Zira 5-10 yıl öncesine kadar bu ‘klinik’ çalışmalara sadece Avrupa’dan hasta kabul ediliyordu. Bu durum komşumuz Ermenistan’ı fazlaca üzmüş olacak ki heyet liderleri sunumunu “Neden Türkiye’ye bu imkânlar tanınıyor da bize değil?” üzerine yaptı. Ne diyeyim? Umarım tüm hastalar tez zamanda şifa bulur ama gelin ulu önder Atatürk’ün şu sözünü hatırlatayım: “Beni, Türk hekimlerine emanet ediniz!”
‘TERZİ İŞİ’ TEDAVİLER KANSERDE ÇIĞIR AÇIYOR’

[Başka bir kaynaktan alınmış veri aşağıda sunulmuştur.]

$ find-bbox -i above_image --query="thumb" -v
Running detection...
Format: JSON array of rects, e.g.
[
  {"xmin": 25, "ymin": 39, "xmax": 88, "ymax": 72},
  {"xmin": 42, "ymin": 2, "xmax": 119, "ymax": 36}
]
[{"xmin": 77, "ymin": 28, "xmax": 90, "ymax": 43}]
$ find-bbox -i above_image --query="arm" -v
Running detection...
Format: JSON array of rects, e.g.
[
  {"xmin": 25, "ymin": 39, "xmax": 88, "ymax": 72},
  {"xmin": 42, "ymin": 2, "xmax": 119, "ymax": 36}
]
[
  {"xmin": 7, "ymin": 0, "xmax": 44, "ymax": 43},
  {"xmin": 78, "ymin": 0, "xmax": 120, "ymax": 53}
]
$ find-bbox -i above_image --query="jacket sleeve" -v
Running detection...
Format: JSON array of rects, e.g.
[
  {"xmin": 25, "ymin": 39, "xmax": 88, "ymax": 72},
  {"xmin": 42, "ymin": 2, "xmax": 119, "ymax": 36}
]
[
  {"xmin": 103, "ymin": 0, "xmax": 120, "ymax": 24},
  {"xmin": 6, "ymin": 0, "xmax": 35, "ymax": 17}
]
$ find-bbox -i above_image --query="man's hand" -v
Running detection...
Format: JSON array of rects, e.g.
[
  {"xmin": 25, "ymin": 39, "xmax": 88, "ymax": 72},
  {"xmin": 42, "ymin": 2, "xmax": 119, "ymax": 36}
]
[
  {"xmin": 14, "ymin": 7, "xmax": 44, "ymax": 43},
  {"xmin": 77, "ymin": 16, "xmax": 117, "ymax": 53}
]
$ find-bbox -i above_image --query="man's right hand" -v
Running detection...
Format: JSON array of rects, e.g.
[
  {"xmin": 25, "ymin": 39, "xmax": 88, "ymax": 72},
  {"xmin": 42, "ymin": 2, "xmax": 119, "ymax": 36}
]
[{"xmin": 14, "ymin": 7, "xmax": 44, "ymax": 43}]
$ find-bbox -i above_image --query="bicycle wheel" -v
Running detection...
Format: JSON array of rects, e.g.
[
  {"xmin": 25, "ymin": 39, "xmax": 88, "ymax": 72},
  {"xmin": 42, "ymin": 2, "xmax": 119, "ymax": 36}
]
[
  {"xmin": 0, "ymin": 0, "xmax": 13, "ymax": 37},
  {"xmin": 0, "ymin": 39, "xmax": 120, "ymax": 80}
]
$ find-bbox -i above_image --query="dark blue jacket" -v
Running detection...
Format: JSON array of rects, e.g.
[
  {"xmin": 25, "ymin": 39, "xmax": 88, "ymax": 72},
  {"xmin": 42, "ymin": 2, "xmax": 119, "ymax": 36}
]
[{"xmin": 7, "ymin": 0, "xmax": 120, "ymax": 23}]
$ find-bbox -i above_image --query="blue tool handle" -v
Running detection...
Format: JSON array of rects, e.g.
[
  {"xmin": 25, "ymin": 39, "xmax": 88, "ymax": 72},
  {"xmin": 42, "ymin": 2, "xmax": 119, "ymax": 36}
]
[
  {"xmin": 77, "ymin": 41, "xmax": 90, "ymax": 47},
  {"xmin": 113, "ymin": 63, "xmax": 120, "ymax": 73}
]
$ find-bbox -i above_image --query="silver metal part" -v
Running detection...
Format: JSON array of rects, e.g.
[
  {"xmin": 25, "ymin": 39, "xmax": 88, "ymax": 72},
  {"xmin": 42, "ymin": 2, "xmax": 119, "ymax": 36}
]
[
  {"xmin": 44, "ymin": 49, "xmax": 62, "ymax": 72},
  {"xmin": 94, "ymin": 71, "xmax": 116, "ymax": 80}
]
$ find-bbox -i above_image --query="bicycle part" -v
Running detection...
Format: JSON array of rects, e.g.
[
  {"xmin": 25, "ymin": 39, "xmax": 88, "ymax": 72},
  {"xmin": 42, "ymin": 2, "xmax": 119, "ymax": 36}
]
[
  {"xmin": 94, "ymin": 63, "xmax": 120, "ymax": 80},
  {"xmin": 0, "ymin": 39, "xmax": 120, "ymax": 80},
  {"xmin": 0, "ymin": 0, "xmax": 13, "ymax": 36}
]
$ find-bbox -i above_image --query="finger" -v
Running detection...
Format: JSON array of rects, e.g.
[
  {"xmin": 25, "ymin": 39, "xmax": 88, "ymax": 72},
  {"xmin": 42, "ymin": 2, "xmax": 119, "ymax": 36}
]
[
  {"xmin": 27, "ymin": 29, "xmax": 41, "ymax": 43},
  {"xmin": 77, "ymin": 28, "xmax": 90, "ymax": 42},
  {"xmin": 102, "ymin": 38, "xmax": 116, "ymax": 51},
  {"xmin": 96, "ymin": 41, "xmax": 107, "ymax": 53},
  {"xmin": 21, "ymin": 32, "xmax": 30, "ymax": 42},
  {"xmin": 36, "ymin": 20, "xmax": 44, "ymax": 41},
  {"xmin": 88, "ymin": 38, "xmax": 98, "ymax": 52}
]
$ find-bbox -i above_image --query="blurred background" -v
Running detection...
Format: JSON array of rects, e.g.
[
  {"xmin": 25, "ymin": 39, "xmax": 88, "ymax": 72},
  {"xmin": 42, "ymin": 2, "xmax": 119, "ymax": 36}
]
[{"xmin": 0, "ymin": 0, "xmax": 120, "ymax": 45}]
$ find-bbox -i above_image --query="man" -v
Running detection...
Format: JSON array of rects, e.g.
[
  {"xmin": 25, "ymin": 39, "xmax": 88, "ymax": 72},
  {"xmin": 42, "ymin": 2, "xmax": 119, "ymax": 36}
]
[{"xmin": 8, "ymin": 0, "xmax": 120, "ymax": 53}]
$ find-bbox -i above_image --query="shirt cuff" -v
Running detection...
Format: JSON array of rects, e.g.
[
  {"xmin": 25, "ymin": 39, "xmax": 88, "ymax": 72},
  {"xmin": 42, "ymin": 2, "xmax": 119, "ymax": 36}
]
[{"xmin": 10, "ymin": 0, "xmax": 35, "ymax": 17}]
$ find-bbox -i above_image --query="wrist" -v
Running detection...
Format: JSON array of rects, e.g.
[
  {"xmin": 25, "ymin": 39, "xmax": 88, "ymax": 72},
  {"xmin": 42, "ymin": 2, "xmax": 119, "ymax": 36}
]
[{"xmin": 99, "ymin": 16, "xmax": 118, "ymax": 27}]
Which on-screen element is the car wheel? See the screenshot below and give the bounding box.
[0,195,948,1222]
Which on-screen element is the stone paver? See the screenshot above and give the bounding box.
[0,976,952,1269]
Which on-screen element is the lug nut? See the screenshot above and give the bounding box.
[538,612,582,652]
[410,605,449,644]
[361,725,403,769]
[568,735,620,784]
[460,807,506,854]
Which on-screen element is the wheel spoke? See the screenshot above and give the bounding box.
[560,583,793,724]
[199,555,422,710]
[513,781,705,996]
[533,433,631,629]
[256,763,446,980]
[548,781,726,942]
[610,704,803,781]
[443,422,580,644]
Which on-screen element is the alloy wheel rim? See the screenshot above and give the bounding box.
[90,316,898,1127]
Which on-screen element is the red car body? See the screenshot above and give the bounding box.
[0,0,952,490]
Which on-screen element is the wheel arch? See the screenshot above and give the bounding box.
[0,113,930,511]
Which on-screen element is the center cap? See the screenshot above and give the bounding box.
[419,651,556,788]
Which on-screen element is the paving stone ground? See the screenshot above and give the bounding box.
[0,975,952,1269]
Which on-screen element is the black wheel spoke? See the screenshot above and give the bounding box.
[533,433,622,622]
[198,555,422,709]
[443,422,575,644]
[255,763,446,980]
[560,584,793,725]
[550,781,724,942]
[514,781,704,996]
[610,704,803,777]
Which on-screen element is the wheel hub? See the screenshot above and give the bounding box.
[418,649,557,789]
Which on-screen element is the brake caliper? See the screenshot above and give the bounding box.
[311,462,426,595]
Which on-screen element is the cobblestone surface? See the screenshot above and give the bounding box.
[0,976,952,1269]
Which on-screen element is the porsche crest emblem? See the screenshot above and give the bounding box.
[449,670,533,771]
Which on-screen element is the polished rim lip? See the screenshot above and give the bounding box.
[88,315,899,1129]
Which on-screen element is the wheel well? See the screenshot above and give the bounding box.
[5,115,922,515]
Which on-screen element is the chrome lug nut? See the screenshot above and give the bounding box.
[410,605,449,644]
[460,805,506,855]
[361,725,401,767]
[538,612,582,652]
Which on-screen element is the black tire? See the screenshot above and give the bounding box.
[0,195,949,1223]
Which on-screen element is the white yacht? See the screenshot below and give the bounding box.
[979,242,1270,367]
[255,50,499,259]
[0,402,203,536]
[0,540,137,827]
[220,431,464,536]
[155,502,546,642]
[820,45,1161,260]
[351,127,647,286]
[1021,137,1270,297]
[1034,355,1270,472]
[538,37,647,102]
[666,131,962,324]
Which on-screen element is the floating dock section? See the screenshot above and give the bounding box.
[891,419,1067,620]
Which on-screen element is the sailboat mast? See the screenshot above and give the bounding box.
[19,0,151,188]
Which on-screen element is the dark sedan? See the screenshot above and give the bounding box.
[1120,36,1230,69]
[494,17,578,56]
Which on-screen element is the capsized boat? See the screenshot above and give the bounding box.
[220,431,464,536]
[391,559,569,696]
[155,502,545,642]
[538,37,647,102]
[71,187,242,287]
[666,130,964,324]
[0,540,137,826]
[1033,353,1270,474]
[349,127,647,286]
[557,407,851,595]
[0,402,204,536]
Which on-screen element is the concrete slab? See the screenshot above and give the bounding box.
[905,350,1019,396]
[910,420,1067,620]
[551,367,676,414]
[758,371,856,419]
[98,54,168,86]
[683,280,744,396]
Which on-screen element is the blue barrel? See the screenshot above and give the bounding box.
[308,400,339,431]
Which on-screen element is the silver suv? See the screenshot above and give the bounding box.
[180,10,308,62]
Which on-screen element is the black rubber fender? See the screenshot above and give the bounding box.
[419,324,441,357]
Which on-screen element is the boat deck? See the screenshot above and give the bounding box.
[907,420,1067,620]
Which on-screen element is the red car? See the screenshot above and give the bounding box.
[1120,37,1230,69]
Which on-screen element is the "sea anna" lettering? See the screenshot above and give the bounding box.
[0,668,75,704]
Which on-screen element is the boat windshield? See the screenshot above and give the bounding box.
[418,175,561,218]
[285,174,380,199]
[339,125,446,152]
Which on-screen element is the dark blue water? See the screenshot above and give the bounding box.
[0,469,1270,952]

Tıbbi Onkolog Prof. Dr. Özlem Sönmez kongredeki Türk hocalarımızdandı. Bu yıl, ‘kişiselleştirilmiş tedavi’ yöntemlerinin başarısı hakkında daha net sonuçlar elde edildiğini söylüyor. Ne demek kişiselleştirilmiş tedavi? Şöyle yanıtlıyor: “Eskiden hemen hemen herkese tek tedavi; ki bu sıklıkla kemoterapiydi- uygulanıyordu. Ama şimdi ‘terzi işi’ diyebileceğimiz kişiye, hastalığına göre yeni tedaviler var. Aynı anne, babadan doğmamıza rağmen kaşımız, gözümüz nasıl kardeşimizden farklı ise aynı teşhisi alan hastaların da tedavisi farklı artık. Tedavinin nasıl yapılacağı ise Next Generation Sequencing (NGS) yeni nesil dizileme testleri ile belirleniyor. Bu kongrede öğrendik ki halk arasında ‘geç kalınmış’ diye bilinen, evre 4- metastatik (organlara da sıçrayan) akciğer, safra yolu, üregenital kanserler başta, tedavi başlangıcı ve tedavi değişikliği öncesinde, ‘yeni nesil dizileme’ testleri yapılan ve tedavisi de testlerin sonuçlarına göre ‘kişiselleştirilen’ hastaların, sağ kalım oranı net şekilde (yüzde 90 üzeri) yükselmiş.”